Les articles du Dr Emperaire

Pourquoi est-ce que je fais des fausses couches à répétition ?

Chaque grossesse qui débute comporte un certain nombre de risques, le premier d’entre eux étant de cesser d’évoluer et de se terminer par une « fausse couche » spontanée (FCS). Il s’agit toujours d’un événement qui suscite à la fois inquiétude et frustration, surtout lorsque ce début de grossesse a été le résultat de beaucoup d’efforts. Il ne sera question ici que des FCS précoces, c’est-à-dire intervenant avant le 3° mois, sachant que la plupart d’entre elles se produisent avant la 9° semaine d’aménorrhée.

La survenue d’une fausse couche représente pourtant un phénomène « banal » puisque’ il termine environ 15%, des grossesses, soit une sur six, chez la jeune femme. Il est généralement lié à un accident survenu au cours de la fécondation : une erreur se produit au cours de l’appariement entre les 23 chromosomes de l’ovocyte et les 23 chromosomes du spermatozoïde, et se perpétue au cours des divisions de l’embryon jusqu’à ce que le logiciel génétique « plante ». Il n’est bien sûr pas possible de prévenir et encore moins de traiter une telle erreur de la loterie génétique de la vie. Le taux de risque de cette anomalie augmente à mesure que la qualité de l’ovocyte (et, dans une moindre mesure, du spermatozoïde) diminue avec l’âge : le risque de fausse couche approche 50% chez la femme de 43 ans.

C’est la raison pour laquelle une première fausse couche est mise sur le compte de la malchance, et ne justifie pas d’exploration particulière, car elle va très probablement rester unique : tout le monde connait des couples qui ont constitué une famille sans difficulté particulière et qui ont eu à vivre une fausse couche.

Une deuxième fausse couche, par contre, commence à poser problème. Il n’y a en effet qu’une alternative : soit il s’est produit à nouveau un accident aléatoire lors de la fécondation, ce qui reste possible avec beaucoup de malchance ; soit il existe un risque accru de fausse couche pour des raisons qu’il reste à déterminer. A ce stade, les couples réagissent différemment : certains vont insister et réessayer, estimant qu’une nouvelle FCS est peu probable, d’autant qu’il s’agit là d’une perspective malheureuse mais dénuée de danger réel ; d’autres, au contraire, n’envisagent pas un nouvel épisode pénible et voudront s’assurer que leur prochaine grossesse aura toutes les chances d’évoluer normalement.
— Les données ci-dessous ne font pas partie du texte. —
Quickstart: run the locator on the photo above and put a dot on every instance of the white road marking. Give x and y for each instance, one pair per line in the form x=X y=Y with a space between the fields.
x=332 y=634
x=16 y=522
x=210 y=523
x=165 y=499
Une troisième fausse couche, par contre met tout le monde d’accord : il s’agit de FCS à répétition. A moins d’une malchance féroce, toujours possible, un risque accru de fausse couche est probable, qu’il convient de rechercher et de prendre en compte avant une nouvelle conception.

QUELLES CAUSES ?

La cause de l’interruption spontanée d’une grossesse se situe soit à l’intérieur de l’oeuf lui-même, soit dans son environnement.

CAUSES INTRA-OVULAIRES

Ce sont les plus fréquentes. Elles sont secondaires à des anomalies chromosomiques qui surviennent au moment de la fécondation :

  • Anomalies dans le nombre de chromosomes, les plus fréquentes, et dont le risque augmente avec l’âge ;
  • Ou échanges déséquilibrés de matériel entre les chromosomes, beaucoup plus rares et parfois liés à la présence d’une anomalie chromosomique équilibrée chez l’un des partenaires. Ces situations sont détectées par l’étude des chromosomes, ou caryotype, qu’il faut évidemment demander  chez les deux partenaires.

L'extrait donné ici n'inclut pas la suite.